Here's where you can get take-home naloxone kits in Regina
An organizer displays a naloxone kit that people can pick up for free as International Overdose Awareness Day training seminar takes place at Centennial Square in Victoria, B.C., on Saturday August 31, 2019. Naloxone is a medication that reverses the effects of an overdose from opioids such as heroin, methadone, fentanyl and morphine. THE CANADIAN PRESS/Chad Hipolito
REGINA -- The opioid crisis in Regina continues to escalate as suspected overdose deaths rise. On Tuesday, the Regina Police Service issued a reminder to the public after four men died of apparent overdoses over the course of three days.
According to the Regina Police Service, there have been 608 suspected overdoses where 911 has been called so far this year. Officers have gone to 116 of those calls.
People who are using opioids or those who are concerned they might witness an overdose – like a friend or family member of someone who is using – are encouraged access naloxone kits.
Naloxone – also known as Narcan – is a live-saving medicine that can temporarily reverse the effects of an opioid overdose.
Kits are available for free under the province’s take-home naloxone program. Here is where you can access a free naloxone kit in Regina:
Source: Government of Saskatchewan
ACCESSING NALOXONE AT A PHARMACY
Personal naloxone kits are only available for free at a few pharmacies under the provincially-funded program. However, most pharmacies stock naloxone kits to sell to the general public for $40 to $50, according to Myla Bulych, director of professional practice at the Pharmacy Association of Saskatchewan.

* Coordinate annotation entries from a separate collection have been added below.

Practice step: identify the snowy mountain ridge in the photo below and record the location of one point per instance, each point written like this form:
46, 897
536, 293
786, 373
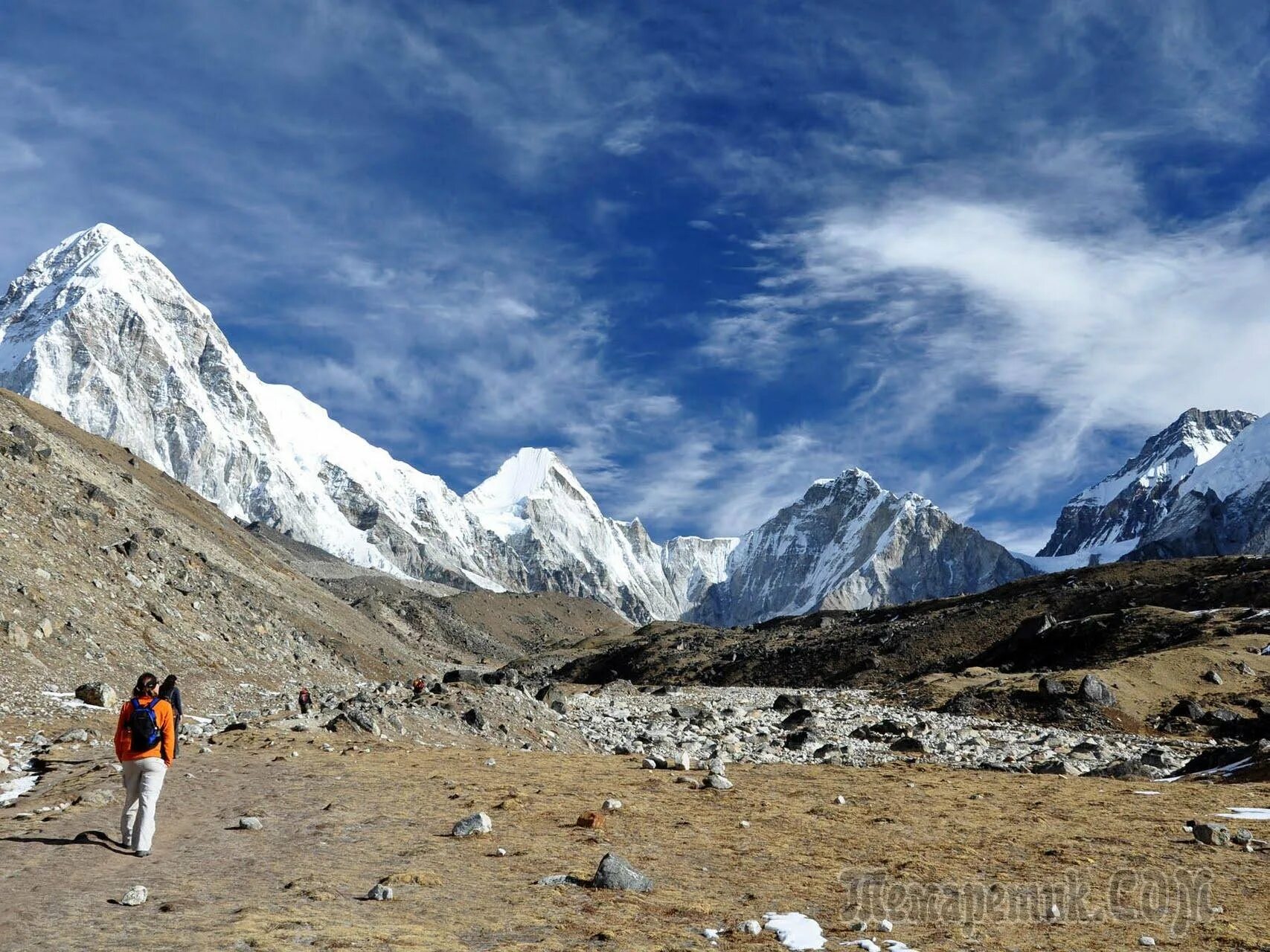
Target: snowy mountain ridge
849, 544
99, 330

Bulych said people shouldn’t be fearful of getting in trouble when they go to a pharmacy for naloxone.
“The way that pharmacists look at overdose and related drug use is it’s an addiction and, of course, it needs to be treated like anything else. So, (pharmacists) try to reduce the stigma as much as possible,” said Bulych.
“We’re meant to be a supportive and non-judgemental avenue for opioid addiction and opioid use disorder.”
She added that pharmacists are prepared to train people on how to administer naloxone and explain what an overdose might look like. They can also show videos or provide written instructions.
“For someone doing it for the first time, it might be hard to remember all that. But in other cases, sometimes the patient just says, ‘No, I know how to use this,’ and pharmacist confirms their knowledge and passes (the kit) over,” said Bulych.
GOOD SAMARITAN DRUG OVERDOSE ACT
The Regina Police Service also reminded the public of the Good Samaritan Drug Overdose Act, which is federal legislation that protects people from a drug possession charge if they call police during an apparent overdose.
“We don’t want them to fear being charged for possession on drugs, we want them to call 911 to get help for that individual who’s experiencing an overdose,” said police spokesperson Elizabeth Popowich.
According to Popowich, officers have administered naloxone to reverse an overdose in a dozen cases. She said there have been 53 suspected overdose deaths so far this year.